LBN468

LBN-468-HH-125-V1-crop-jpg-high-c870023


Patrick Gilliland

Worcestershire

RoR Observatory
– Paramount ME
– Officina Stellare RH 200 (the F3 speed allowed for such short subs)
– FLI ML8300
– Atlas Focuser
– Astrodon Filters

I am lucky enough to have a relatively dark location in the Worcestershire countryside though even this image suffered some gradients from the nearest village to my observatory – some 2 miles away. Nonetheless I feel it is a good example of what can be achieved. Even more so as it comprises of just 4 hours data mainly due to the fact I fell asleep on the sofa after a hard day’s work and did not get to press go until late into the evening when I awoke!

The image comprises of 50 Luminance frames @ 180 seconds and 15 per channel RGB @ 120 seconds. To be honest I left to run over night with no idea what the results would be from my new set up but was pleased with the results when I reviewed.

Sitting in Cepheus not far from the Iris Nebula a network of Lynds Bright and dark objects (LBN & LDN) can be found. This picture shows part of LBN468 which contains LDN 1147, 1152, 1155, 1157, and 1158.

It also contains a small fan-like structure HH215 (slightly right and above the centre of the picture), also known as Gyulbudaghian’s Nebula, discovered by Armenian astronomer Armen Gyulbudaghian at Byurakan Observatory in 1977.
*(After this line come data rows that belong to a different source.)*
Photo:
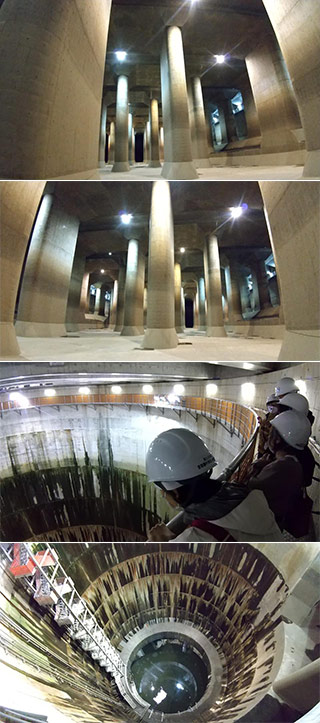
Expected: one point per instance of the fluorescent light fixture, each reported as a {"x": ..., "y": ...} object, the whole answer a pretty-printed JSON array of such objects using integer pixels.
[
  {"x": 115, "y": 389},
  {"x": 147, "y": 389},
  {"x": 121, "y": 55},
  {"x": 211, "y": 389},
  {"x": 126, "y": 218},
  {"x": 178, "y": 389},
  {"x": 300, "y": 383},
  {"x": 19, "y": 399},
  {"x": 50, "y": 392},
  {"x": 248, "y": 390}
]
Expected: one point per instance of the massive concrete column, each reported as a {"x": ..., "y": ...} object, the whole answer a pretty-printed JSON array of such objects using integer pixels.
[
  {"x": 161, "y": 333},
  {"x": 274, "y": 98},
  {"x": 177, "y": 297},
  {"x": 292, "y": 215},
  {"x": 120, "y": 304},
  {"x": 212, "y": 275},
  {"x": 233, "y": 292},
  {"x": 103, "y": 130},
  {"x": 198, "y": 125},
  {"x": 121, "y": 151},
  {"x": 45, "y": 286},
  {"x": 296, "y": 25},
  {"x": 202, "y": 304},
  {"x": 177, "y": 138},
  {"x": 51, "y": 79},
  {"x": 154, "y": 134},
  {"x": 19, "y": 204},
  {"x": 134, "y": 290},
  {"x": 112, "y": 138}
]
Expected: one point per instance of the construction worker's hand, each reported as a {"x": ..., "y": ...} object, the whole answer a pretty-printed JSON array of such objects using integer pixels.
[{"x": 160, "y": 533}]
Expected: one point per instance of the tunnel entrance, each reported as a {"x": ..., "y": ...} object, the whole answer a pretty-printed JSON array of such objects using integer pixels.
[{"x": 169, "y": 675}]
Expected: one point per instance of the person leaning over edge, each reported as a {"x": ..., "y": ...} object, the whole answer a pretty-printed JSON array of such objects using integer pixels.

This small feature is possibly the most interesting as it is a variable nebula (a reflection nebula that changes in brightness because of changes in the progenitor star) much like Hubbles variable nebula.

The nebula is a jet being fired from the variable protostar PV Cephei, and the nebula changes both brightness and shape in relation to the activity of the protostar.